Betraying its theatrical roots, La Petite Lili has a very distinct second act in which we pick up the characters' lives four years later and discover that Julien and Lili are either more successful or more shattered than we possibly imagined they could be. Which is it? This is the central question that fuels the dreamy final section of the film, in which almost all of the characters are given an opportunity to replay critical moments of their lives as fiction. This is also where Miller achieves his greatest success, using the film-within-a-film to call into question the events we have witnessed earlier. Without revealing too much, I will say that Miller wisely defuses the comic abruptness of Chekhov's original ending by weaving it into Julien's screenplay. When the moment arrives, we are taken aback and wonder whether Julien's inspiration was pure imagination or if we are witnessing some kind of imagined reality in which Julien is finally given the ability to express his vision of the world around him.

La Petite Lili is compelling enough to sustain interest over the course of its runtime, but ultimately it hints at more than it actually reveals. It tackles the grandiose themes it has inherited from Chekhov and does an adequate job of giving them contemporary resonance, but it struggles to rise above the countless pack of what-is-real-what-is-fantasy narratives that have become a staple of recent cinema.
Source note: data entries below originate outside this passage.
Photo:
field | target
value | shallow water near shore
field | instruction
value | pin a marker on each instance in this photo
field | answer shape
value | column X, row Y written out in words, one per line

Miller arrives at an ending that, I assume, is purposefully ambiguous, but perhaps, in this case, too much so. We may wonder where exactly Lili is heading when she sets out over that hill and we may debate the state of Julien's art and ponder whether he has launched himself on a satisfactory trajectory, but there are still numerous characters that Miller introduces only to leave their relationship to the film's central themes and purposes unclear.

Still, La Petite Lili is worth a look if only for watching Ludivine Sagnier's effortless and immensely attractive performance as the title character. The key to Sagnier's success is the way she combines girl-next-door innocence with the sexual comfort of a young Helen Mirren and she is given opportunity to display both here. She is no 'ice queen', like her compatriot Catherine Deneuve was in the 60's. Her performances are tactile, sensitive and thus affecting. This is very fortunate, as it balances out much of the rest of Miller's film which takes stabs at meaning, but often comes across as merely coy and distant.